Sustain, maintain and share.
Innovation should not come at any cost. We should move away from short-term innovation cycles, towards longevity and openness. This is paramount to creating tech that functions within planetary boundaries. The appreciation of, and value accorded to, maintenance and interoperability must increase.
Fieke Jansen & Michelle Thorne
»By reframing innovation as a problem, we can centre technology in challenges that are about power, extractive practices, wealth and inequality.
Open source tools and free public code are the foundations upon which the entire internet rests. But to sustain and maintain these structures requires a shift in how we analyse the problems faced and how we engage with the question of who profits from the unseen labour of repairing, developing and running them at the various levels of protocol, infrastructure and application. It also requires us to ask who develops these tools and solutions, for whom and to what purpose, and what knowledge and perspectives are missing in how we shape them for our futures.

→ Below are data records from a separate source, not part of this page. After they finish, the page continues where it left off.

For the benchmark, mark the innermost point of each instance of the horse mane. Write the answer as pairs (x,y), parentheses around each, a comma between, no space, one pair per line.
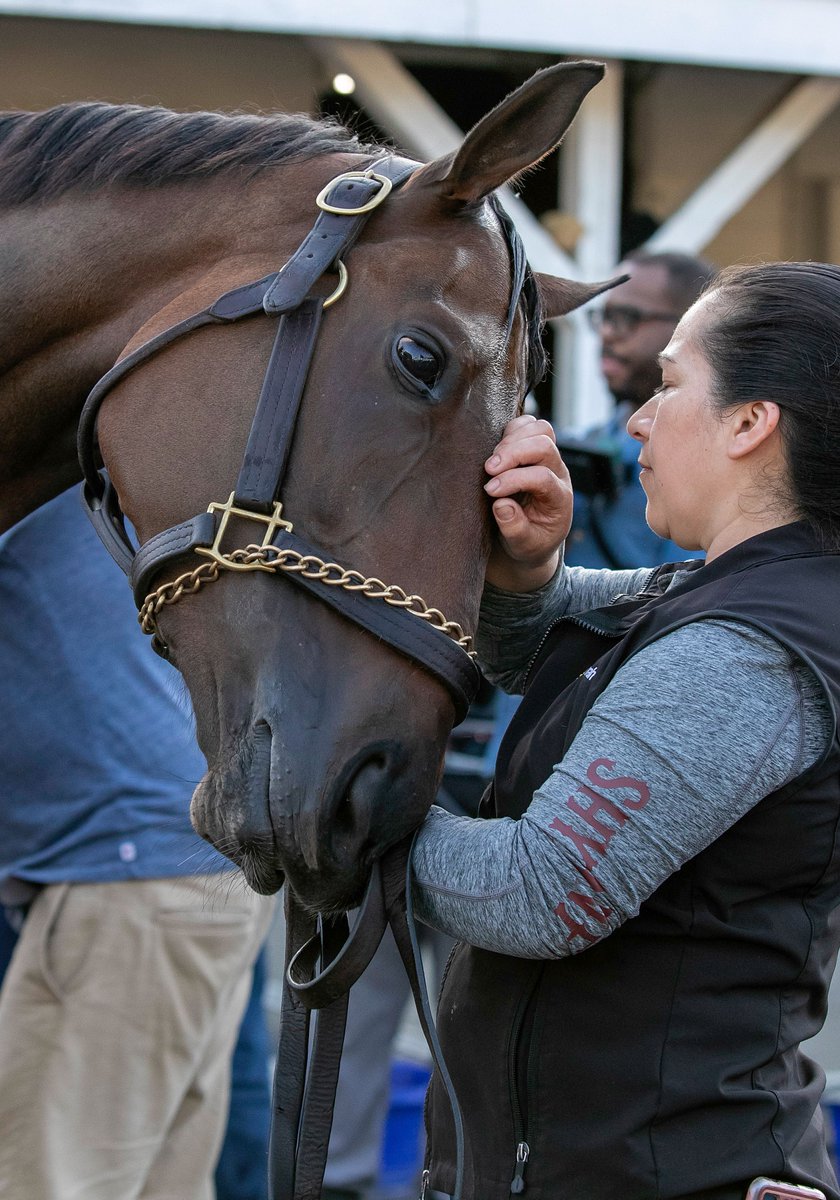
(85,147)
(90,145)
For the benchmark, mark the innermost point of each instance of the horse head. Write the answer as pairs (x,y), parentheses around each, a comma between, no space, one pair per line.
(324,745)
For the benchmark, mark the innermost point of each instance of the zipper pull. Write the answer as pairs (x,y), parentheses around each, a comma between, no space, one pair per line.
(522,1155)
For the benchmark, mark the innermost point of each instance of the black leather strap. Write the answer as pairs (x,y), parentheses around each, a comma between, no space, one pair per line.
(289,1075)
(169,544)
(333,234)
(274,421)
(303,1115)
(345,955)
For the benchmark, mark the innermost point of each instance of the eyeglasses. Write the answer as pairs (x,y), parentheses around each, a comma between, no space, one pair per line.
(624,319)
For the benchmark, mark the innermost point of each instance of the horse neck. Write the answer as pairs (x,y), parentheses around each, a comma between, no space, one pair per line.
(77,280)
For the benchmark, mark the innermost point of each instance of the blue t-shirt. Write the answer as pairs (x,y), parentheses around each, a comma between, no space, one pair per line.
(96,735)
(615,533)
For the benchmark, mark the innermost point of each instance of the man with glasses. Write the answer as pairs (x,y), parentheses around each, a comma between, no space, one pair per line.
(635,324)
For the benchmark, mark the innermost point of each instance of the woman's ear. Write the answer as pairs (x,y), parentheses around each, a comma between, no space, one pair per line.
(753,424)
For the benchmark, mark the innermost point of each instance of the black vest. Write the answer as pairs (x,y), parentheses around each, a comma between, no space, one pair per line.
(663,1061)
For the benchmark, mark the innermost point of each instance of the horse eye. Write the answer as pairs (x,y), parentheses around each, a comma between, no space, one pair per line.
(418,361)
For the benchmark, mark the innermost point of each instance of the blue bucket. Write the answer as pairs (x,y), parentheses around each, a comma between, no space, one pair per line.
(831,1108)
(402,1146)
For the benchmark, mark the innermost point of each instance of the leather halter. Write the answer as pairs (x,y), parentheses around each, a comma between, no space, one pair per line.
(346,204)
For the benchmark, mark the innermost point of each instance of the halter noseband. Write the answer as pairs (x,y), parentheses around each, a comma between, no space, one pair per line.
(436,643)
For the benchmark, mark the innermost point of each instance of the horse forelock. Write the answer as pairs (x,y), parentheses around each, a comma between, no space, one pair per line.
(525,292)
(87,147)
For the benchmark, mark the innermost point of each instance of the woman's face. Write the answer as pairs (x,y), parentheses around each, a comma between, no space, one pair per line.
(683,456)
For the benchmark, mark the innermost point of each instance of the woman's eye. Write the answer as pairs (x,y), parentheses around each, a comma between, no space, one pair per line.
(419,361)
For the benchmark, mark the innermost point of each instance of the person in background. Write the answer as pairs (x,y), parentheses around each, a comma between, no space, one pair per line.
(123,999)
(635,324)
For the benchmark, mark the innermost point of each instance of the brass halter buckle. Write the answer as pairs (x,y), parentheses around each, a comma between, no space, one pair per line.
(274,522)
(385,186)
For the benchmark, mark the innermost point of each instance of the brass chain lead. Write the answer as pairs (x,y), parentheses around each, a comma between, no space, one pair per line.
(311,568)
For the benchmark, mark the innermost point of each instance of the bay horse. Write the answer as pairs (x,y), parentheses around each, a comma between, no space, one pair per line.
(324,744)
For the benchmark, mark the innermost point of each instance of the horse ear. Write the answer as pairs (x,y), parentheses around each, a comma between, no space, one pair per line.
(519,132)
(561,297)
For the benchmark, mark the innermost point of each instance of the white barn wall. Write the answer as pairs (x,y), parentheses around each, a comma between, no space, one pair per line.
(43,63)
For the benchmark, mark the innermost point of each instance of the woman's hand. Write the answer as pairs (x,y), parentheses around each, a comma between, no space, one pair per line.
(532,505)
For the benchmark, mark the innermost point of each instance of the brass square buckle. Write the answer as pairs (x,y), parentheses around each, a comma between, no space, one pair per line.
(274,522)
(385,186)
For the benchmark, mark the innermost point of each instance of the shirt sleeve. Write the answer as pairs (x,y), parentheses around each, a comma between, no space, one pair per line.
(504,658)
(655,774)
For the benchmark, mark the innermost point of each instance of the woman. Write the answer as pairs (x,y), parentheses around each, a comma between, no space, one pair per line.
(649,928)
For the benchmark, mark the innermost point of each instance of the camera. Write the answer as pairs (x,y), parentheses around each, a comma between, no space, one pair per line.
(594,465)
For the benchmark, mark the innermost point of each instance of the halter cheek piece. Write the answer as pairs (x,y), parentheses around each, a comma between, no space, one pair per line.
(438,645)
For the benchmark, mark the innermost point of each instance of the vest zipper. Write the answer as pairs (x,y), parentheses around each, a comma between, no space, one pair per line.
(522,1155)
(550,630)
(525,1009)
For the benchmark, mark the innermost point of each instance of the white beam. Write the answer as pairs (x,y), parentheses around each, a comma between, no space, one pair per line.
(591,187)
(743,172)
(796,36)
(399,103)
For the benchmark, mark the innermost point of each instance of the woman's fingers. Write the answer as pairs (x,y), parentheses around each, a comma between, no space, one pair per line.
(526,441)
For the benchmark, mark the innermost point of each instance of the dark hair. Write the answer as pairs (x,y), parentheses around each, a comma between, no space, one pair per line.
(688,276)
(773,333)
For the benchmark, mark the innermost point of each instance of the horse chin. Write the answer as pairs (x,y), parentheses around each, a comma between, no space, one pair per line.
(283,817)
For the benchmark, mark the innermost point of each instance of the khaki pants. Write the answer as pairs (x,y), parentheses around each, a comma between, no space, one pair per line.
(118,1019)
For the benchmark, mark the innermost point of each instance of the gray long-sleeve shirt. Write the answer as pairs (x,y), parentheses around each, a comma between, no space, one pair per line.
(678,762)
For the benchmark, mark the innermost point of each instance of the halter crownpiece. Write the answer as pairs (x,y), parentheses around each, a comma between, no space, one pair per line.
(406,622)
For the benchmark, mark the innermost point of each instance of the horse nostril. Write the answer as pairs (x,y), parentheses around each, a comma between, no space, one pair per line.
(358,802)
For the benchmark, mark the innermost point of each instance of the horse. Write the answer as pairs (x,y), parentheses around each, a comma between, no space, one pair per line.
(324,743)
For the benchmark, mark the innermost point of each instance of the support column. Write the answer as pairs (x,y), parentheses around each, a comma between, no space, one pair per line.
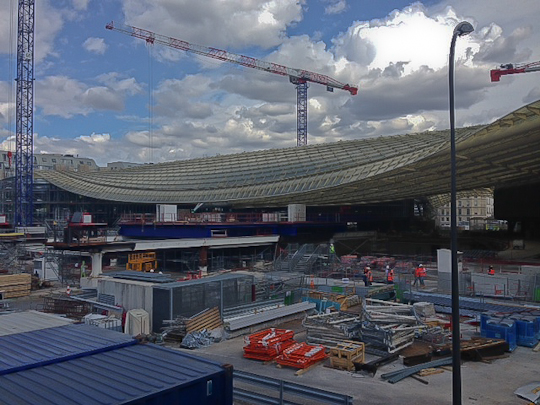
(203,260)
(97,264)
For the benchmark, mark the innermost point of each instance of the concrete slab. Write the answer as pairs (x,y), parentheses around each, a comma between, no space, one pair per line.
(482,383)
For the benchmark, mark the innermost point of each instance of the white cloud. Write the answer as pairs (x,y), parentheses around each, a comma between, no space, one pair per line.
(95,45)
(80,4)
(227,24)
(335,6)
(66,97)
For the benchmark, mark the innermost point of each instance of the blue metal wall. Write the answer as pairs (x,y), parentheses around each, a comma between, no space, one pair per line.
(37,348)
(139,374)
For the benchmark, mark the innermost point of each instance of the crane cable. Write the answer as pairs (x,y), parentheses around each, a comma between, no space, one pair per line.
(151,102)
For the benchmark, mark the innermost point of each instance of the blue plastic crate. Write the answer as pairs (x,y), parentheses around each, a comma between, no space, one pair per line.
(506,331)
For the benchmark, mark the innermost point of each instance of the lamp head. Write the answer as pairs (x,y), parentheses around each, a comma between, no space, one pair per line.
(463,28)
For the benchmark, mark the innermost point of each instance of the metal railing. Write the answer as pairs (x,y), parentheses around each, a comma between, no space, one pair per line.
(282,389)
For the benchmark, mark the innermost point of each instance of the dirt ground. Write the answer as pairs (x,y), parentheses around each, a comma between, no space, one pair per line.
(482,383)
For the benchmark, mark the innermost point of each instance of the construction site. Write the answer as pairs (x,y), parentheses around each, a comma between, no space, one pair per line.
(335,273)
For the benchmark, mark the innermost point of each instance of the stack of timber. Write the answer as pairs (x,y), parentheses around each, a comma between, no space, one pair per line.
(331,329)
(346,354)
(209,319)
(388,325)
(301,355)
(268,344)
(65,305)
(15,285)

Right now, big tech is shaping what our future technologies look like and how we imagine them. And because we have become so dependent on their products, our reliance upon their visions is closing down avenues for alternative futures.
To move forward, we must look to the past to see our future. What values and communities shaped open source tools? What did good practices look like? What can we learn from those ideas and practices that will enable greater inclusivity and prevent corporate capture of this most crucial infrastructure?«
Who can inspire us with their work?
The Restart Project is a people-powered social enterprise based in London that aims to fix our relationship with electronics. The project helps people learn how to repair their broken electronics and rethink how they use them and their digital consumption in the first place. The organisers run regular Restart Parties where people teach each other how to repair their broken and slow devices – from tablets to toasters, iPhones to headphones. They work with schools and socially-grounded organisations to help them value and use their electronics for longer. And they use the data and stories they collect to help demand better, more sustainable electronics for all.
The Restart Project was born in 2013 out of frustration with the throwaway, consumerist model of electronics, and the growing mountain of e-waste it leaves behind. By bringing people together to share skills and gain the confidence to open up their electronics, the Restart Project gives people the hands-on skills to make a difference, as well as a way to talk about the wider issue of what kind of products are needed.